For more than 10 years, Sonia Brit has been celebrating beautifully made items and supporting creative locals. She’s just upped the ante with her latest project —‘Made For You’ — a wonderful initiative that looks to take her philosophy of community artistry and expand it even further into the community.

By Amy Doak

Sonia Brit isn’t one to back away from a challenge.
“People who know me know that I make decisions with my heart and not my head,” she laughs.
A good thing too. Sonia’s store, bob boutique, is full of heart. Sonia opened the store back in 2006, after six years of wholesaling her handmade creations. The little haven she created in Williamson Street, under the historic Shamrock Hotel, is perfectly captioned as ‘a cute shop for grown-ups’. When Sonia opened the store, it wasn’t cool to buy handmade things and it especially wasn’t cool to buy local handmade things! Sonia persevered and, sure enough, people started to appreciate that local art, design and manufacturing was actually pretty great.
In 2012, Sonia was diagnosed with a brain tumour. She was running the store, making the products, dealing with the artists and for a time she was worried that all her hard work would be undone.
“I soon realised what wonderful support I had in my life,” Sonia says. “My customers were amazing and my mum (local artist, Gail Tavener) was just incredible.
“I didn’t really want to tell many people (about the illness) but I realised that experiencing that doesn’t have to make me a victim.  Everyone has adversity in their life. It’s not about the adversity though; it’s what happens next that matters.”
What happened next was a new project – one that Sonia didn’t really plan for.  “Mum and I do all the sewing here. The dresses, the homewares, the toys. It’s a lot of work, so about 10 years ago we outsourced our best sellers – the tote bags and the cushions – to Radius. We also used Sanctuary Textiles for some of our trickier stuff. It was lovely to know that quality work was being done and we were also helping the local community. The people there really were a part of Bob, and when I was sick, it was their work that allowed me – and Mum – to recover.”
Radius and Sanctuary Textiles were both non-profit disability organisations that created work opportunities for local people who were part of the NDIS (National Disability Insurance Scheme). In October 2016, it was announced that Radius would be closing its doors. Two months later, Sanctuary Textiles received the same news.
Judy, who was head sewer at Sanctuary Textiles and an integral part of the Bob workspace was at a loss. “She had 30 years experience as a sewer and all this talent and nowhere to go,” Sonia explains.
“A lot of people said that it wasn’t my responsibility to worry about it – that I had enough to worry about and I should just get my bags made interstate or in China. I know they were coming from a place of concern, but I could never do that. It’s not just a bag, or just a cushion. It’s made with love.”
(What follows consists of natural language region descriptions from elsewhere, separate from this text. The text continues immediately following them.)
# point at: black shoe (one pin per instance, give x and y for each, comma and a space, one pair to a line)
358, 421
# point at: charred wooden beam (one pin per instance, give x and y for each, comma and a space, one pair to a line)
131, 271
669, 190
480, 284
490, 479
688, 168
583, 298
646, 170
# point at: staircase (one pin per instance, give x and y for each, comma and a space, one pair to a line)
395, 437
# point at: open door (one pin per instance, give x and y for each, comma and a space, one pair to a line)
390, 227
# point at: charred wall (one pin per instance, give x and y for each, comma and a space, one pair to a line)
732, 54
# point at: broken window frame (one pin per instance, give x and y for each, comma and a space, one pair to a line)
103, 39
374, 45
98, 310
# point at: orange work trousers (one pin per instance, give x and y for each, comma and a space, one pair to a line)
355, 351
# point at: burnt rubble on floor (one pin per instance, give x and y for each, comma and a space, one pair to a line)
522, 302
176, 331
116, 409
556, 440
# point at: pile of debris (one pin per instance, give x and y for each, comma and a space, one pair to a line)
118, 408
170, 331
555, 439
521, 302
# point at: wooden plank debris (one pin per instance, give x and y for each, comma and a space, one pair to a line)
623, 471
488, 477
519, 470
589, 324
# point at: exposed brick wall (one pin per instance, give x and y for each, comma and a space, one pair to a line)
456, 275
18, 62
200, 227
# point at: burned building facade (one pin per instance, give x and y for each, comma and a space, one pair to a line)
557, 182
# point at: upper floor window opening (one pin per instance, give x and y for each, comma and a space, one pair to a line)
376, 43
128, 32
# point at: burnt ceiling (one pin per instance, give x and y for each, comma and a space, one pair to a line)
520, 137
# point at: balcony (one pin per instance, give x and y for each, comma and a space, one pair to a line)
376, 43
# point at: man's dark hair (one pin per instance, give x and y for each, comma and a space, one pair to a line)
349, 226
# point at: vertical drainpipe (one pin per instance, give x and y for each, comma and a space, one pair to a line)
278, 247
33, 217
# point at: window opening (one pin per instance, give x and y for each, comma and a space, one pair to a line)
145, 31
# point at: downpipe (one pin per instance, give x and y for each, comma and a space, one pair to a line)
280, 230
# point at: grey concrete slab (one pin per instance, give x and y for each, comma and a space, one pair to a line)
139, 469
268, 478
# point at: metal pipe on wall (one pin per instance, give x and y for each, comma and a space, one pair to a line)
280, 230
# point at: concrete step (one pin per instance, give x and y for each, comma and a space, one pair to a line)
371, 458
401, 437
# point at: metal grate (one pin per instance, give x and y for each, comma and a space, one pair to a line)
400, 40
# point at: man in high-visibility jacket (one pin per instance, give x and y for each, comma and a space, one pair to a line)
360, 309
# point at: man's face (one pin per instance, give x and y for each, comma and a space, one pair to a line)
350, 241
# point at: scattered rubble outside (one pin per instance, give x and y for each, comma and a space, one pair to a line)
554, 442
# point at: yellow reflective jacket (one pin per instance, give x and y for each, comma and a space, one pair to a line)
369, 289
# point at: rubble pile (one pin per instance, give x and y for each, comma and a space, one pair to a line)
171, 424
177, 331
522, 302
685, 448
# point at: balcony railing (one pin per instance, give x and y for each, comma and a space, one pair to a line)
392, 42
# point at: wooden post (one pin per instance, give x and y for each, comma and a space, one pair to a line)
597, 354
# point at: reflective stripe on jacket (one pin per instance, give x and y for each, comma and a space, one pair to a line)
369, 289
Sonia sat on it for a while, but as things began to close down, she knew she couldn’t let it go. “I knew if I didn’t do something, I would be worse off.
“I spoke to Judy and she just wanted to keep the job she had. So we spoke to Sanctuary Textiles. They were really supportive, and we brokered a deal to take on their industrial sewing machines and their huge cutting table. Then we thought, ‘What are we going to do with this?’
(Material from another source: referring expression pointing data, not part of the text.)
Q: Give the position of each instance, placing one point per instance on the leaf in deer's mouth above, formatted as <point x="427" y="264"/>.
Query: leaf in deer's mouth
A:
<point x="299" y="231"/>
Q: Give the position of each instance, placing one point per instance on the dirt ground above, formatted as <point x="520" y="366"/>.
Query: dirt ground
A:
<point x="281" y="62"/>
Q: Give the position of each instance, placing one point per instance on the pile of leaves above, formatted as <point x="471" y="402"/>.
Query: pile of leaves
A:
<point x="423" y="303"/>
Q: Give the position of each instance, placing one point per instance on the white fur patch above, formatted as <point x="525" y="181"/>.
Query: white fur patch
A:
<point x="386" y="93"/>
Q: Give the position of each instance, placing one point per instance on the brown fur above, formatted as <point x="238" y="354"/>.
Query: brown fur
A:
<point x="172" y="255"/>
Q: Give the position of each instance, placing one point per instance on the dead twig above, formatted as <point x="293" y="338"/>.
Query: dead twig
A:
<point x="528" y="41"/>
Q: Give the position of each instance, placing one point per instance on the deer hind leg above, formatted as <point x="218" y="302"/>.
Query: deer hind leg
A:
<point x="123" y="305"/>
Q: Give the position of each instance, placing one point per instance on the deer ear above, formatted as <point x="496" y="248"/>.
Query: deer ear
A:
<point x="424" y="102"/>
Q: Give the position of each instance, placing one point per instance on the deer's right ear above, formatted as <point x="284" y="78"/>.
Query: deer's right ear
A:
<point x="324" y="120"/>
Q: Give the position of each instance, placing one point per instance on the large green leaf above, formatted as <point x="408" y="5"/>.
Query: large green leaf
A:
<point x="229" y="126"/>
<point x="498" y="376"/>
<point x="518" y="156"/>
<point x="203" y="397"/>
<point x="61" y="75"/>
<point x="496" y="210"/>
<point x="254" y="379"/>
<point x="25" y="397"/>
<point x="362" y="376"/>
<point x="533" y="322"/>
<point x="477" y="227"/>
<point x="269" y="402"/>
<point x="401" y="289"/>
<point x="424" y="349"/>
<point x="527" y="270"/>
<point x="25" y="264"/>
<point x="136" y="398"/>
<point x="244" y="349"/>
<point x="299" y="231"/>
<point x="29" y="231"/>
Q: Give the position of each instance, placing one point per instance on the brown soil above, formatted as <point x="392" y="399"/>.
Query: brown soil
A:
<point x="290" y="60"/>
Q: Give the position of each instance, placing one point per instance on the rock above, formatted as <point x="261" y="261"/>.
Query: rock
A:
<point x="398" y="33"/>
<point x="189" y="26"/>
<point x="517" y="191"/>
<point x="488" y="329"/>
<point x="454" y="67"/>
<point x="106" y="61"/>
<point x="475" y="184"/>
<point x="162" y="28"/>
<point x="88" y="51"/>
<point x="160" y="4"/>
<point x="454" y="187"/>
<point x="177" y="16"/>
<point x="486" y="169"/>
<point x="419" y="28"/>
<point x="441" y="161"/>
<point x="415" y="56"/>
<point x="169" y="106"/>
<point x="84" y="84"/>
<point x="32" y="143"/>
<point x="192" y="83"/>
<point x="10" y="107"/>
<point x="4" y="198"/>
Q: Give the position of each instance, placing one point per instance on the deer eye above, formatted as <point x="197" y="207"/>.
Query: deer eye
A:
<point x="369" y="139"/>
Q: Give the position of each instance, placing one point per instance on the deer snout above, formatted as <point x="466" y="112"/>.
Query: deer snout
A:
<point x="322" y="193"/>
“We got this little space and we call it The Bat Cave. We’ve got all our beautiful fabrics in there and the whole operation is all set up. All Judy’s clients were so rapt to have the business continue, so we’ve got a league of really lovely loyal customers.
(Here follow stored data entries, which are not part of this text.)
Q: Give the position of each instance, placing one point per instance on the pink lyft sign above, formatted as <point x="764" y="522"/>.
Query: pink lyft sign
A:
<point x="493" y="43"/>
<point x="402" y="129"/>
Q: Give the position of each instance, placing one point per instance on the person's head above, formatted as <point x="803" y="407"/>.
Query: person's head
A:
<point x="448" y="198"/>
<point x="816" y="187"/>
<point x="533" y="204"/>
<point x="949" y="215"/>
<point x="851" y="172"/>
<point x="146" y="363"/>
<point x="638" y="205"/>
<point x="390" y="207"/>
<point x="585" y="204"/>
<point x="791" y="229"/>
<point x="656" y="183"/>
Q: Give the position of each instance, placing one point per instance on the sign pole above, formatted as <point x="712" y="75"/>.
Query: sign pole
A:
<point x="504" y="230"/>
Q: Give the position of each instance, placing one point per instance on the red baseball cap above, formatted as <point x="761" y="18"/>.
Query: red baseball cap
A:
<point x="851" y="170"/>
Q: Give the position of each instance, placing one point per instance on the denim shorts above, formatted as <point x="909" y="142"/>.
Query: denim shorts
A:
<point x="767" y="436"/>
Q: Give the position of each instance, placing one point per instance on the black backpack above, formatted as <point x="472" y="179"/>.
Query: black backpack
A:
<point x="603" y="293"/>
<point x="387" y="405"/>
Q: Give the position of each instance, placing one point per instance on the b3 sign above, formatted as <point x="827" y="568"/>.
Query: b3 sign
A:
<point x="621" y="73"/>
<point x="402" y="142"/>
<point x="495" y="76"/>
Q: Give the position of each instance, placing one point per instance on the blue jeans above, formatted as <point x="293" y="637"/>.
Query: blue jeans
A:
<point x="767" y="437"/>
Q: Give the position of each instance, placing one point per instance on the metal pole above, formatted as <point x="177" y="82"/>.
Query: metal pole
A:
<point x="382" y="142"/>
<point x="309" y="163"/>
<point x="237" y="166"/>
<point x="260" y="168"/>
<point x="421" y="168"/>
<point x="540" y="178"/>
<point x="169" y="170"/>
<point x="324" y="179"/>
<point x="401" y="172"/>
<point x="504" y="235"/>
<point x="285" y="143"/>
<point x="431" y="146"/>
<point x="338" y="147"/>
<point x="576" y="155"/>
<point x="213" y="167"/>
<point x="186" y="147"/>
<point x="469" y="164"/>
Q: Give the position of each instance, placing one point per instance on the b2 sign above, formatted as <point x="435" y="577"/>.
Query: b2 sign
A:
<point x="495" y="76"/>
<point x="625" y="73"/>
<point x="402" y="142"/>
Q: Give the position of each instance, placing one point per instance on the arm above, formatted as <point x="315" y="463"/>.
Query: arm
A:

“It dawned on me then that I had this really brilliant team around me and I am so lucky to have them. My mum, of course. Jamie, who works in the shop, is also a graphic designer and so is my brother, Jason. We work with all these other studios and artists locally, so I thought, ‘Why don’t we just pool everyone?’ All the screen printers, fabric designers, draftspeople, pattern makers – and make it a one-stop-shop for local people, businesses or groups who want quality-made products.”
This new business – Made For You – is all about thinking big and shopping small. “It’s so important to keep things local and community-based,” Sonia says. “If you’re a café and you want aprons with your logo on it, come to us. If you’re an artist and you want a range of bags with your work on it, come to us. We can do anything. It’s great for people to know they can buy something and it’s not just made well, it’s also ethically produced, zero kilometres; not made using toxic dyes or fabrics and we don’t have people working in a sweat shop 18 hours a day.
“The thing a lot of people don’t realise is that just purchasing a few products locally can make a huge difference. Shopping elsewhere, or just buying a bargain, can result in people shopping themselves out of a community. When something is made with love, it’s so much more.”